Si vous n’avez que trois signaux disponibles, vous pourrez tout de même connaître votre position, mais pas votre altitude. Pour les gens que ça énerve et qui aimeraient en permanence connaître parfaitement leur altitude et leur position, même s’ils n’ont que trois satellites GPS de disponibles au-dessus de leurs têtes, il existe des systèmes hybrides qui utilisent en plus des stations au sol pour fournir une information supplémentaire.

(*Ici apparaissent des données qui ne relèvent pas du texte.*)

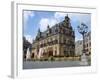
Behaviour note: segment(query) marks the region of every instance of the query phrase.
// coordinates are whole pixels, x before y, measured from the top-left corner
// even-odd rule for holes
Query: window
[[[88,47],[88,44],[87,44],[87,47]]]
[[[91,46],[91,42],[89,42],[89,46]]]
[[[66,39],[64,39],[64,43],[66,44]]]
[[[57,27],[55,28],[55,32],[56,32],[56,33],[58,32],[58,29],[57,29]]]

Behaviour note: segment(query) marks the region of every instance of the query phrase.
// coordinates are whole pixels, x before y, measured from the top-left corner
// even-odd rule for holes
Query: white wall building
[[[82,50],[83,50],[83,41],[82,40],[78,40],[75,42],[75,55],[79,56],[82,54]]]

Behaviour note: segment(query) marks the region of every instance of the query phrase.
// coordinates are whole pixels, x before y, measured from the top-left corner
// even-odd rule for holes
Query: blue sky
[[[75,40],[82,39],[82,36],[77,30],[77,26],[81,22],[85,23],[91,30],[91,14],[86,13],[64,13],[64,12],[50,12],[50,11],[23,11],[23,33],[26,39],[29,42],[32,42],[37,35],[37,31],[40,30],[43,32],[47,29],[47,25],[50,27],[64,20],[64,17],[68,14],[71,19],[71,25],[75,30]]]

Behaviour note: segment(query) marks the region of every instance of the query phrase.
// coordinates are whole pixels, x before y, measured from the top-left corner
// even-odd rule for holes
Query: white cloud
[[[24,11],[24,20],[27,21],[29,17],[34,17],[34,11]]]
[[[30,43],[33,41],[33,37],[31,35],[25,35],[26,40],[28,40]]]
[[[83,39],[82,39],[82,37],[78,37],[78,38],[75,37],[75,42],[78,41],[78,40],[83,40]]]
[[[55,25],[57,23],[56,19],[50,19],[50,27],[52,27],[53,25]]]
[[[55,19],[57,19],[57,21],[64,19],[64,17],[67,15],[67,13],[62,13],[62,12],[56,12],[54,14]]]
[[[45,31],[47,29],[48,24],[49,24],[49,20],[47,18],[41,19],[40,22],[39,22],[40,30]]]
[[[49,25],[50,27],[52,27],[53,25],[55,25],[57,23],[56,19],[49,19],[49,18],[42,18],[39,22],[40,25],[40,30],[43,32],[47,29],[47,26]]]

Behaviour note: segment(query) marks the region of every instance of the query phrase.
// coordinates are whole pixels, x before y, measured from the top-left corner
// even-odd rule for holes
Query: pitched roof
[[[70,18],[68,17],[68,15],[65,16],[65,19],[66,19],[66,18],[67,18],[67,19],[70,19]],[[44,32],[41,32],[40,29],[39,29],[38,34],[37,34],[37,36],[36,36],[36,39],[47,37],[47,34],[49,33],[49,31],[50,31],[50,35],[56,34],[56,33],[57,33],[56,30],[58,30],[60,27],[66,27],[66,26],[64,26],[64,23],[66,23],[66,20],[63,20],[62,22],[59,22],[59,23],[53,25],[51,28],[50,28],[49,25],[48,25],[48,26],[47,26],[48,29],[47,29],[46,31],[44,31]],[[72,29],[71,26],[70,26],[70,28]]]

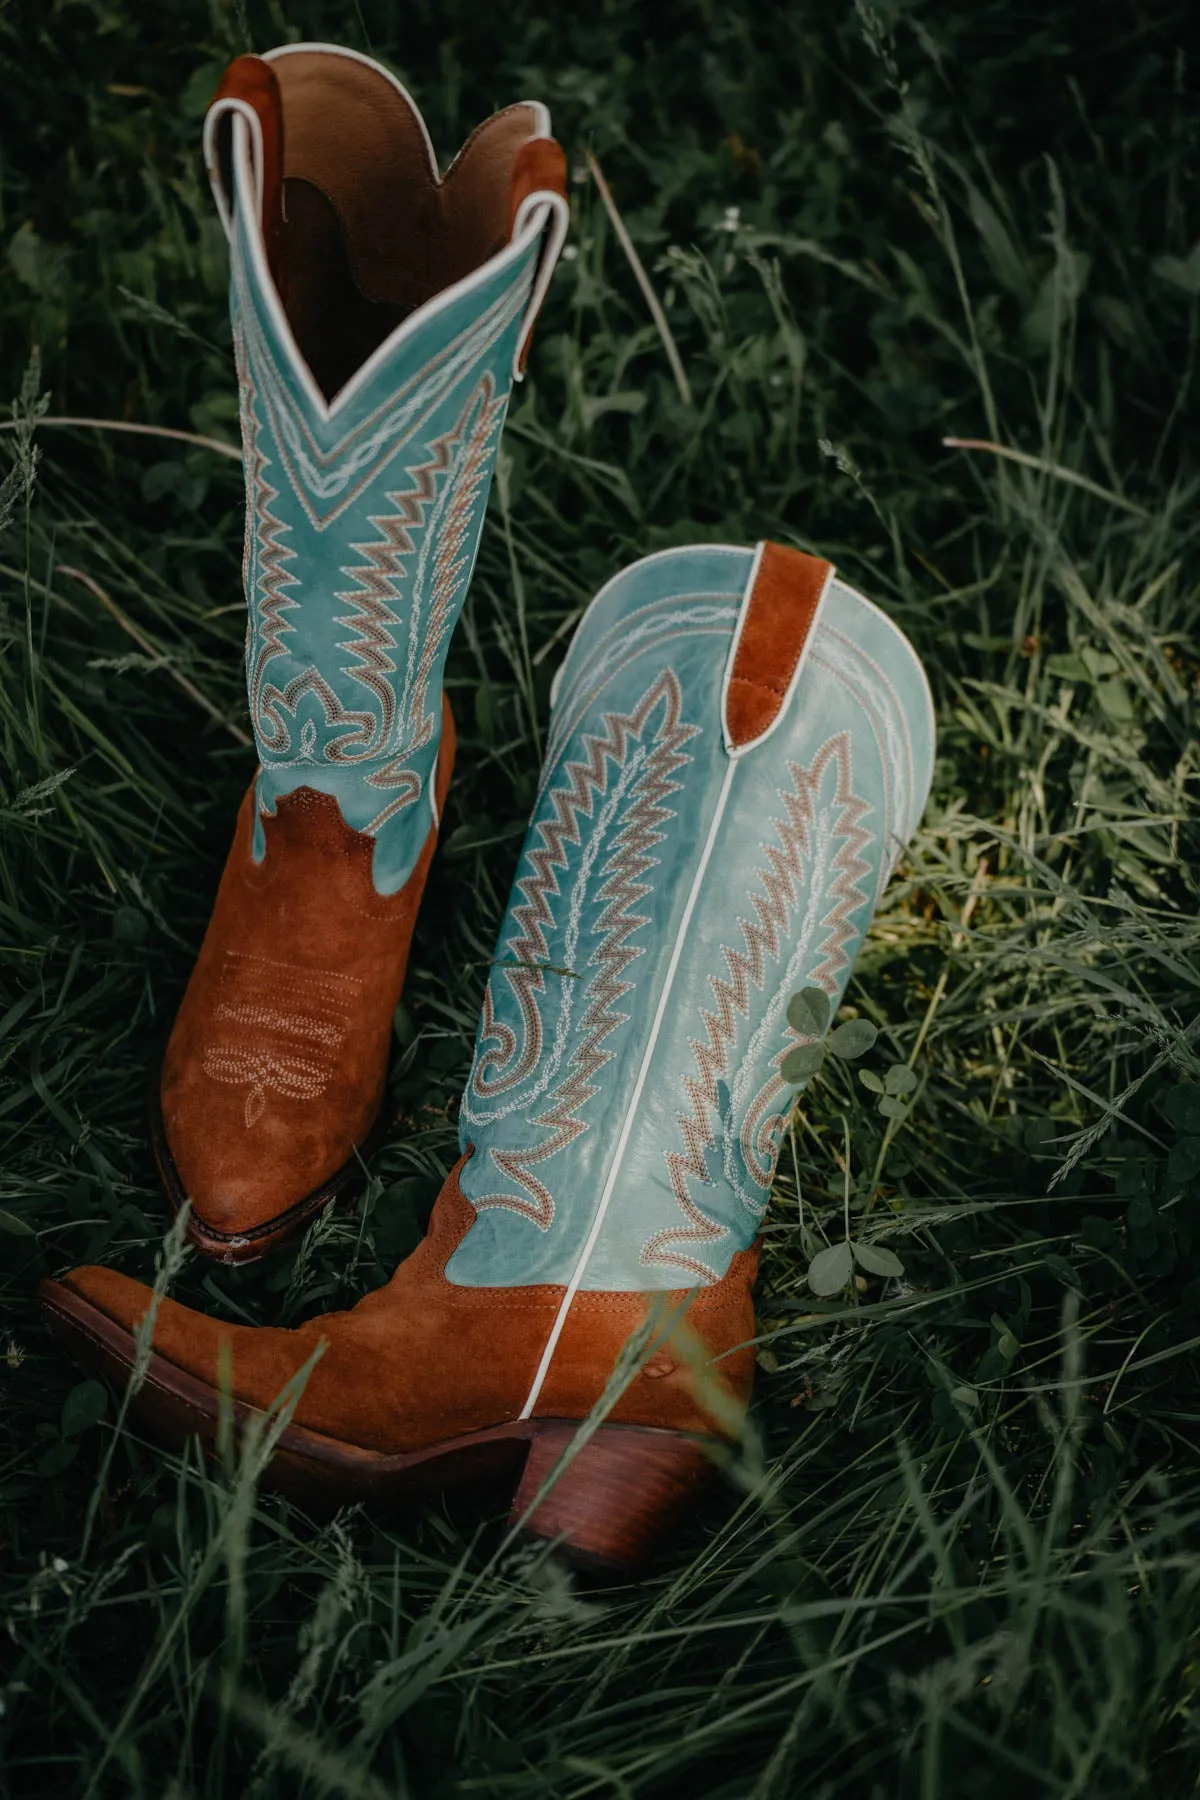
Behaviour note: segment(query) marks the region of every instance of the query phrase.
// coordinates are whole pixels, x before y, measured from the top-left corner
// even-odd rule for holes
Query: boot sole
[[[136,1354],[133,1333],[60,1282],[43,1281],[38,1297],[50,1329],[75,1360],[123,1388]],[[197,1437],[213,1449],[218,1394],[157,1352],[130,1411],[171,1448]],[[238,1430],[265,1416],[239,1400],[233,1414]],[[513,1419],[392,1454],[292,1424],[280,1434],[262,1483],[324,1513],[355,1501],[389,1504],[511,1483],[510,1527],[553,1541],[580,1568],[640,1569],[711,1485],[726,1447],[653,1426],[606,1424],[559,1468],[580,1423]]]
[[[450,702],[442,695],[442,747],[438,755],[437,767],[437,810],[440,820],[446,809],[446,795],[450,791],[450,779],[454,773],[454,760],[457,752],[457,734],[454,727],[454,714],[450,710]],[[428,871],[426,872],[428,874]],[[424,887],[422,886],[422,894]],[[418,912],[420,905],[418,903]],[[177,1213],[186,1200],[190,1200],[184,1186],[175,1159],[171,1155],[171,1147],[167,1142],[167,1130],[162,1116],[162,1065],[154,1070],[150,1080],[150,1147],[154,1152],[154,1162],[158,1169],[159,1180],[167,1196],[172,1212]],[[241,1231],[219,1231],[210,1225],[196,1211],[193,1204],[188,1217],[187,1238],[202,1255],[211,1257],[215,1262],[251,1263],[277,1249],[291,1237],[304,1229],[311,1219],[329,1205],[331,1200],[342,1199],[363,1180],[363,1163],[368,1156],[374,1155],[386,1136],[386,1121],[380,1115],[340,1169],[326,1177],[319,1187],[293,1202],[283,1212],[276,1213],[261,1225],[249,1225]]]

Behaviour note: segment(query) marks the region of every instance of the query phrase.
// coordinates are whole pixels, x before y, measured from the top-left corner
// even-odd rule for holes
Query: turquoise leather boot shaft
[[[768,582],[769,575],[769,582]],[[769,588],[769,591],[768,591]],[[451,1280],[662,1289],[754,1239],[809,1040],[928,795],[928,683],[828,565],[664,551],[592,602],[484,1000]]]
[[[218,96],[206,130],[231,243],[255,854],[262,813],[315,788],[375,839],[375,884],[393,893],[430,829],[446,650],[565,202],[519,185],[523,150],[548,139],[540,105],[488,121],[442,180],[379,65],[299,45],[258,67],[265,100]],[[336,365],[347,319],[379,341],[327,393],[313,369]]]

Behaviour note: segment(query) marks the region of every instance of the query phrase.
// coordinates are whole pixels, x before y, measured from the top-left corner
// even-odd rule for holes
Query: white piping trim
[[[244,129],[245,121],[240,111],[233,121],[233,186],[236,195],[245,192],[252,176],[250,165],[249,140]],[[294,379],[303,389],[304,397],[318,418],[328,421],[333,417],[335,407],[327,403],[324,394],[313,379],[313,372],[300,354],[300,346],[292,331],[291,321],[283,309],[283,301],[279,297],[279,289],[275,286],[275,278],[267,264],[267,247],[263,240],[262,214],[251,214],[246,219],[246,243],[250,250],[250,262],[254,271],[254,286],[258,290],[261,302],[270,316],[271,325],[283,349],[284,361],[288,364]],[[342,393],[345,392],[343,388]],[[341,394],[337,399],[341,399]]]
[[[584,607],[583,612],[580,614],[579,623],[571,633],[571,641],[567,645],[566,655],[554,671],[554,679],[550,683],[551,711],[553,711],[558,704],[558,696],[562,691],[563,675],[566,671],[568,662],[571,660],[571,646],[574,644],[575,639],[579,636],[593,611],[599,606],[605,595],[615,588],[618,582],[624,581],[627,575],[632,575],[635,569],[644,569],[650,563],[665,562],[672,556],[695,556],[697,551],[700,550],[715,550],[721,556],[745,556],[747,554],[744,544],[672,544],[667,550],[652,550],[649,556],[640,556],[636,562],[626,563],[623,569],[618,569],[615,575],[609,576],[603,587],[596,589],[596,592],[592,595],[591,599]]]
[[[750,603],[754,599],[754,584],[758,580],[758,571],[762,568],[762,559],[766,548],[767,540],[759,538],[754,546],[754,560],[750,564],[750,573],[746,578],[746,585],[742,589],[742,604],[738,608],[737,624],[733,628],[729,654],[725,658],[725,670],[721,676],[721,739],[725,745],[726,754],[729,756],[737,754],[729,739],[729,683],[733,678],[734,658],[738,653],[738,645],[742,641],[742,632],[746,628]]]
[[[396,80],[396,77],[383,67],[382,63],[377,63],[373,58],[364,56],[361,51],[346,50],[340,45],[335,44],[284,44],[277,50],[268,51],[266,56],[264,56],[263,61],[274,62],[278,57],[290,56],[294,52],[300,50],[327,52],[331,56],[345,56],[352,62],[363,63],[367,68],[376,69],[381,75],[385,76],[396,89],[396,92],[400,94],[412,108],[413,116],[421,128],[421,135],[424,139],[425,150],[429,159],[430,174],[435,185],[441,187],[442,177],[438,174],[437,158],[434,155],[433,144],[430,140],[429,131],[425,121],[421,117],[412,96],[400,82]],[[540,101],[520,101],[518,104],[535,107],[538,114],[538,123],[544,123],[547,127],[547,130],[545,131],[531,133],[530,141],[535,137],[548,136],[550,114],[546,107],[543,106]],[[220,159],[216,155],[216,122],[217,118],[224,116],[226,112],[232,112],[234,116],[234,188],[235,190],[238,190],[244,183],[245,189],[249,190],[251,184],[253,184],[253,191],[258,198],[257,209],[252,212],[248,219],[246,231],[246,237],[250,246],[250,258],[254,265],[255,284],[259,293],[262,295],[263,303],[270,315],[271,324],[275,334],[283,347],[284,356],[288,362],[290,371],[303,390],[308,404],[323,424],[328,424],[331,420],[336,418],[338,413],[350,404],[355,395],[368,385],[381,365],[392,356],[397,347],[404,343],[406,339],[415,337],[419,331],[423,330],[431,319],[436,318],[440,312],[444,312],[448,306],[453,305],[454,302],[461,299],[464,294],[470,293],[473,288],[481,286],[483,282],[488,280],[492,275],[506,269],[509,264],[519,261],[525,251],[529,248],[530,244],[545,228],[548,214],[547,212],[541,212],[543,206],[549,207],[554,202],[558,202],[561,208],[564,210],[566,209],[566,202],[562,199],[561,195],[531,194],[529,199],[521,206],[517,214],[517,219],[514,222],[513,234],[503,250],[498,250],[495,256],[491,256],[486,262],[480,263],[479,267],[477,269],[472,269],[470,274],[464,275],[461,280],[451,283],[447,288],[443,288],[440,294],[435,294],[432,299],[426,300],[424,305],[418,306],[415,312],[409,313],[408,317],[401,320],[400,324],[397,325],[390,337],[384,338],[381,344],[376,345],[366,362],[362,363],[360,367],[355,370],[354,374],[350,377],[349,381],[346,382],[344,387],[338,389],[333,399],[327,401],[313,379],[312,370],[300,354],[300,347],[296,342],[295,334],[292,331],[288,316],[283,309],[283,303],[279,298],[279,291],[275,286],[274,279],[267,266],[266,245],[263,240],[262,229],[262,125],[254,108],[244,100],[227,100],[219,102],[216,106],[209,108],[204,121],[204,160],[205,166],[208,169],[209,181],[212,184],[213,197],[217,203],[217,212],[220,215],[221,223],[225,228],[226,236],[232,237],[234,223],[233,211],[232,208],[226,204],[220,181]],[[214,118],[214,115],[216,115],[217,118]],[[212,121],[211,127],[210,120]],[[254,150],[257,152],[257,158],[251,154],[250,147],[248,146],[245,137],[238,130],[239,121],[241,121],[243,125],[247,125],[253,133]],[[457,161],[457,158],[455,160]],[[452,163],[450,167],[453,168],[454,164]],[[447,170],[447,174],[448,173],[449,170]],[[531,206],[540,212],[540,217],[536,219],[532,217],[526,218],[526,214]],[[518,356],[520,355],[525,339],[532,330],[537,307],[541,305],[542,296],[549,286],[550,277],[554,273],[554,265],[558,260],[558,254],[562,249],[565,237],[566,220],[561,219],[555,224],[554,235],[546,251],[543,253],[541,266],[534,279],[533,292],[530,295],[529,306],[526,313],[527,322],[523,327],[521,338],[517,345]],[[534,304],[535,302],[536,305]],[[514,374],[515,372],[516,365],[514,362]]]
[[[659,554],[670,553],[660,552]],[[646,560],[649,561],[650,559],[647,558]],[[603,592],[603,590],[601,591]],[[717,798],[716,808],[714,809],[712,822],[708,828],[708,837],[705,839],[700,862],[692,879],[692,887],[691,892],[688,894],[687,905],[684,907],[683,917],[679,921],[679,930],[675,936],[675,945],[671,951],[670,963],[667,965],[667,973],[663,982],[662,993],[658,997],[658,1006],[654,1014],[654,1023],[650,1027],[650,1036],[647,1040],[646,1048],[642,1053],[641,1067],[638,1069],[633,1093],[630,1096],[629,1105],[626,1108],[625,1117],[621,1124],[621,1135],[617,1139],[617,1147],[613,1152],[612,1162],[609,1164],[604,1189],[600,1195],[600,1203],[596,1208],[596,1216],[592,1220],[592,1228],[588,1232],[587,1241],[580,1252],[579,1261],[575,1265],[571,1279],[567,1283],[566,1292],[559,1304],[554,1324],[550,1329],[550,1336],[546,1340],[546,1348],[542,1352],[542,1360],[538,1364],[537,1374],[533,1378],[533,1386],[529,1390],[529,1398],[526,1400],[518,1414],[518,1417],[522,1419],[528,1419],[532,1414],[534,1407],[537,1405],[538,1395],[542,1391],[543,1384],[545,1383],[546,1376],[550,1369],[551,1361],[554,1357],[554,1352],[558,1347],[558,1340],[562,1336],[563,1327],[567,1322],[567,1314],[571,1310],[571,1302],[579,1291],[580,1283],[587,1273],[587,1265],[591,1261],[592,1251],[596,1248],[596,1243],[600,1237],[605,1215],[608,1212],[609,1204],[612,1200],[613,1189],[617,1184],[617,1176],[621,1172],[621,1163],[629,1144],[630,1134],[633,1131],[634,1120],[642,1098],[642,1089],[646,1085],[646,1077],[650,1072],[650,1064],[654,1059],[654,1052],[658,1048],[658,1035],[662,1030],[663,1019],[666,1016],[667,1003],[671,998],[671,989],[675,985],[675,976],[679,969],[679,959],[683,955],[683,946],[687,939],[688,927],[692,922],[692,914],[696,910],[696,902],[700,898],[700,889],[708,870],[709,859],[712,856],[713,848],[717,841],[717,832],[721,826],[721,819],[725,812],[725,804],[729,799],[729,791],[733,785],[733,777],[736,769],[737,764],[731,759],[725,770],[725,779],[721,783],[721,792]]]
[[[580,619],[579,625],[582,625],[582,624],[583,624],[583,620]],[[575,627],[575,631],[579,630],[579,625],[577,625]],[[574,637],[575,637],[574,631],[571,633],[571,637],[572,637],[572,640],[574,640]],[[568,644],[567,645],[567,656],[569,656],[570,653],[571,653],[571,646],[570,646],[570,644]],[[557,669],[555,669],[554,674],[550,681],[550,711],[551,712],[553,712],[555,707],[558,705],[558,696],[562,692],[563,675],[566,672],[566,667],[567,667],[567,657],[564,656],[562,661],[559,663]]]
[[[543,108],[544,110],[545,108]],[[532,139],[530,141],[532,142]],[[521,335],[517,339],[517,347],[513,351],[514,381],[524,381],[525,379],[525,371],[521,367],[521,362],[526,346],[533,335],[537,316],[542,310],[542,301],[546,298],[546,290],[554,278],[554,270],[558,264],[562,247],[567,241],[571,209],[567,205],[564,195],[556,194],[550,189],[539,189],[536,194],[530,194],[522,200],[517,208],[517,216],[513,220],[512,234],[514,239],[519,239],[526,223],[540,233],[545,230],[546,221],[551,216],[553,223],[550,227],[549,239],[543,246],[542,254],[538,259],[537,274],[534,276],[533,287],[525,307],[525,323],[521,327]]]
[[[233,237],[233,202],[225,192],[225,183],[221,178],[221,153],[217,147],[217,127],[228,115],[244,119],[250,127],[250,135],[254,139],[254,153],[251,167],[254,173],[254,192],[258,201],[258,223],[262,229],[263,215],[263,135],[262,120],[248,100],[216,100],[204,115],[204,167],[208,172],[208,185],[212,189],[213,199],[217,203],[217,214],[221,220],[225,236]],[[236,179],[236,178],[235,178]]]
[[[800,654],[796,658],[796,666],[792,670],[787,687],[784,690],[783,698],[779,702],[779,707],[775,713],[775,717],[771,720],[771,723],[767,726],[766,730],[760,731],[756,738],[749,738],[744,744],[735,744],[729,736],[729,684],[733,679],[733,666],[737,661],[738,648],[742,641],[742,632],[745,630],[746,620],[750,617],[750,608],[754,601],[754,584],[758,580],[758,572],[762,567],[762,559],[766,552],[766,548],[767,545],[765,539],[755,545],[754,566],[750,570],[750,579],[746,583],[746,592],[742,597],[742,610],[738,614],[738,622],[734,627],[733,632],[733,642],[729,646],[729,655],[725,662],[725,673],[721,677],[721,736],[725,741],[727,754],[734,757],[745,756],[748,750],[757,750],[758,746],[760,744],[765,744],[771,733],[777,731],[779,726],[783,723],[784,715],[795,698],[796,689],[800,685],[801,671],[808,661],[809,650],[812,648],[813,639],[817,635],[817,626],[821,620],[821,609],[825,605],[830,585],[837,573],[833,564],[830,563],[825,571],[825,580],[821,584],[821,592],[817,596],[817,604],[813,608],[813,616],[809,622],[808,630],[804,635],[804,642],[800,646]]]
[[[518,106],[527,106],[537,120],[537,130],[532,134],[535,138],[549,137],[551,135],[550,108],[543,100],[518,100],[516,104]]]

Mais bon, vous n’allez pas commencer à la ramener hein ? Ça, c’est pour les pilotes d’avions ou des trucs comme ça, pas pour aller déjeuner chez Tata Suzanne.

En tous cas, tout ce dont vous avez besoin pour faire fonctionner un boîtier GPS, c’est d’un peu de batterie : pas besoin de réseau quelconque, d’Internet ou de quoi que ce soit d’autre. Du moment que vous êtes à ciel ouvert et que vous pouvez capter les signaux des satellites, votre GPS marchera. Que vous ayez les cartes associées en revanche, c’est un autre problème.

Maintenant, la prochaine fois que vous vous enfoncerez bêtement dans la forêt de Rambouillet à la recherche de la zone industrielle de Meulan où vous étiez parti acheter un paquet de Pépito, vous pourrez penser à ces lointains satellites qui vous perdirent par leurs bips. Et face au sanglier qui vous charge, vous pourrez crier : « Je crois qu’on s’est fait trianguler ».